Retiring WPD captain, detective share about careers

Published 8:00 am Wednesday, November 29, 2023

If you could go back in time, what words of wisdom (or warnings) would you impart on your younger self about the career you chose? 

For retiring Washington Police Department Captain Ronnie Watson and retiring Detective Dean Watson, they’d warn the bright-eyed kids in front of them of the challenges they’d soon face, but balance it with stories of people who expressed gratitude for their help and that those stories made the job worth it. 

Ronnie will retire on Dec. 29 after serving 30 years with Washington Police Department (WPD). Dean’s last day will be Thursday, Nov. 30 after serving 15 years with Washington. He has been a sworn officer for 33 years, but is retiring with 27 years. He spent five of those 33 years working part-time. 

If you told Ronnie he would become a law enforcement officer a year prior to his swearing-in ceremony, he would have said you were “crazy.” 

He started as a mechanic fixing patrol cars for the City of Washington. Over time, he met police officers and built a positive rapport with them. Seeing the officers as good guys doing good work to help others, Ronnie was inspired to become one of them. He worked during the day then attended class at night until he graduated. 

“I got to know some of the guys and they were cool guys,” Ronnie said, “and I’m like, ‘well, these are good guys that are trying to do good things and they all seemed to have their head in the right place, their hear in the right place, and I was like, ‘you know, I could do that job.’” 

Dean, on the other hand, attended college at Wayne Community College where he had a roommate in the BLET program. Seeing his roommate go through the program encouraged him to join it. While visiting his roommate in Currituck County after graduation, he put in an application with the Elizabeth City Police Department on a Saturday and by the following weekend, he was working for the department.
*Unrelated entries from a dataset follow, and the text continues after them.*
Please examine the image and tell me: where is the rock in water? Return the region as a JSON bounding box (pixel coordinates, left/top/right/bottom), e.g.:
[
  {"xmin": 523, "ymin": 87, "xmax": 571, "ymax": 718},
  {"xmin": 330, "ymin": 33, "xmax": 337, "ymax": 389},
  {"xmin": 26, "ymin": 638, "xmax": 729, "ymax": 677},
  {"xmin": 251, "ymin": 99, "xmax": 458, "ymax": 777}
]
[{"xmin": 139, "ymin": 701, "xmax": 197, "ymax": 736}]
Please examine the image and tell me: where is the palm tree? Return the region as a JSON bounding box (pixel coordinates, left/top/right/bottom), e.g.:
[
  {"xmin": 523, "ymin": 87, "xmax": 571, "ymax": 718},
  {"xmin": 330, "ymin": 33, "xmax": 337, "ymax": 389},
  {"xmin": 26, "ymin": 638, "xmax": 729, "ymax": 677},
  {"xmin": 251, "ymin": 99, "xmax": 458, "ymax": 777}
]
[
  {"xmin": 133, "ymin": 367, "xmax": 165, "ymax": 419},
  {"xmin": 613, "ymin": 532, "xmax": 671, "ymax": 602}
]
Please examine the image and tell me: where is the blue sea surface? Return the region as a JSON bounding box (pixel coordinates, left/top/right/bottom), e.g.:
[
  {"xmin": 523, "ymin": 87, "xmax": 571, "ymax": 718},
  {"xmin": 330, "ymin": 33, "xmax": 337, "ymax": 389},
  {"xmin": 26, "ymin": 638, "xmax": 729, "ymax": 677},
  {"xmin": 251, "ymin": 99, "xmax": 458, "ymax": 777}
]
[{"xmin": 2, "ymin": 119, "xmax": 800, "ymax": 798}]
“It was not a job I thought I’d ever get, but once I got in it – it gets in your blood,” Dean said. “Once it gets in your blood, it kind of stays with you.” 

When Ronnie and Dean started their careers in law enforcement, they saw more adults between the ages of 30 and 40 be arrested, but today, more juveniles are engaging in violent crime, they said. 

“It’s nowhere near like it used to be,” Dean said, when he compared crimes committed in the 1990’s versus today. He and Ronnie saw more cases of property theft when they started working. 

“Unfortunately…we’ve been dealing with more violence, people against people,” Dean said. In the last three years, WPD has responded to an increasing number of cases where young people are involved in “fighting, cutting and drive-bys.” In the past, these are crimes that residents would not hear about in a small town like Washington, Dean continued. 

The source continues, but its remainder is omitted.